Algorithms are all around us. They are the invisible forces that power our modern world, from the search engines we use to find information to the social networks we use to connect with friends and family. In this post, I share some ingenious algorithms that I have learned about both in courses and through my own research.
Table of Contents
1. PageRank
When Larry Page and Sergey Brin founded Google in 1998, they revolutionized the way we search for information on the internet. Their search engine, Google Search, used a clever algorithm called PageRank to rank web pages based on their importance and relevance to a user's query. While Google has since developed more sophisticated algorithms, PageRank remains a fundamental part of their search engine and understanding how it works can help you better understand how search engines work.
History of PageRank
The idea for PageRank came to Larry Page in a dream in 1996 while he was a graduate student at Stanford University. Page was interested in the problem of ranking web pages based on their importance and relevance to a user's query. He realized that the structure of the web could be used to infer the importance of a page, just like the structure of academic citations could be used to infer the importance of a research paper.

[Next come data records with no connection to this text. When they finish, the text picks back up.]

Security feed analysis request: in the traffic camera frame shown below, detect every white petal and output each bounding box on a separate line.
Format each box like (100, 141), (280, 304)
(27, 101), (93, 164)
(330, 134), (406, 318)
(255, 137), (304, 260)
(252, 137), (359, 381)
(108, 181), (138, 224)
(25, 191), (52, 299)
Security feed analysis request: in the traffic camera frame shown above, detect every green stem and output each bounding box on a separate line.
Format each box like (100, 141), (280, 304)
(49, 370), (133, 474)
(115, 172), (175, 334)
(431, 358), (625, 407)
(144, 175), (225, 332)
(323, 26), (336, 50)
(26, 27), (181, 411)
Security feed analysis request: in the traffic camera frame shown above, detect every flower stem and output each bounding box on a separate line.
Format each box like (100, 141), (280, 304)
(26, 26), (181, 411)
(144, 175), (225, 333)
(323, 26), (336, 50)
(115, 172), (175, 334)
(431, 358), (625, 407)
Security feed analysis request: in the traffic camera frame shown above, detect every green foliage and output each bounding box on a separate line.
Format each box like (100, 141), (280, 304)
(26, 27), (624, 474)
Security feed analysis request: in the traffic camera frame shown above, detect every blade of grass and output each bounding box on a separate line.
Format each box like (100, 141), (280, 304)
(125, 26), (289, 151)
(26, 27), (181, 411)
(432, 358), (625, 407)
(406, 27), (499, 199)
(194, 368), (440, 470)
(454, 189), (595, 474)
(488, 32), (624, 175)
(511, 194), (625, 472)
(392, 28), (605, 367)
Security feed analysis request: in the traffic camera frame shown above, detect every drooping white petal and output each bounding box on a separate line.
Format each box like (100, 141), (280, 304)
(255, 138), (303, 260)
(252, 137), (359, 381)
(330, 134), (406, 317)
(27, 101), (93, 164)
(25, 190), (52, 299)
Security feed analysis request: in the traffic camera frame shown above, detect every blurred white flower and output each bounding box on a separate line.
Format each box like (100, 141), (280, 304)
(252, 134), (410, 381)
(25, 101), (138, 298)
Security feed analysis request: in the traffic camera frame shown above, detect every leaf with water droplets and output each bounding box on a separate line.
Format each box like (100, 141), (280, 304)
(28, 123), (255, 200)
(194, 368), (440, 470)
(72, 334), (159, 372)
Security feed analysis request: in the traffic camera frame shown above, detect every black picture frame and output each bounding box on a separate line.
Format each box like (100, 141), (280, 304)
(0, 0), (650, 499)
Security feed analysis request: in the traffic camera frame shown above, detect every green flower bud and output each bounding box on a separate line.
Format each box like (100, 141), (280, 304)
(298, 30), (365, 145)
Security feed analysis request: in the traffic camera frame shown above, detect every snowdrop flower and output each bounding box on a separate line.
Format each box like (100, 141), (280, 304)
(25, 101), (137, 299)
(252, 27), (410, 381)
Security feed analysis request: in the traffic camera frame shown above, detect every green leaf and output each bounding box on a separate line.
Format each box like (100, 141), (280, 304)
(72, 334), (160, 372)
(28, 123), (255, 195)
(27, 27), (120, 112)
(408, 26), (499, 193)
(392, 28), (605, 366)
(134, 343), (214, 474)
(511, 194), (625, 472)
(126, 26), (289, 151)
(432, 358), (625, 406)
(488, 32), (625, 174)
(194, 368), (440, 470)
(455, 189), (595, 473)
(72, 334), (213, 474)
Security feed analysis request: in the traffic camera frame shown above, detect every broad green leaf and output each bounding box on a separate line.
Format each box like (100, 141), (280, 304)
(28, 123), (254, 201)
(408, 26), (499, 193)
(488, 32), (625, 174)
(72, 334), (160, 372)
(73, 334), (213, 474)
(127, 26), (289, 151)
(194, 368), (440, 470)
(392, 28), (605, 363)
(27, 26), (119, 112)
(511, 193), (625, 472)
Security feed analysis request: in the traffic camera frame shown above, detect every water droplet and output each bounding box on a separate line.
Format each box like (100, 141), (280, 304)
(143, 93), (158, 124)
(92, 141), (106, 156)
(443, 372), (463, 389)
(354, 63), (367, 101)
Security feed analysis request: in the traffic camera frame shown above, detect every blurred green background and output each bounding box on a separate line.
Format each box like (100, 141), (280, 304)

Page and his advisor, Terry Winograd, began working on a prototype search engine called BackRub that used a simple version of PageRank to rank web pages. BackRub was named after its ability to analyze the "back links" pointing to a given web page. Page and Winograd presented their work at the Seventh International World Wide Web Conference in 1998, where it was well received by the academic community.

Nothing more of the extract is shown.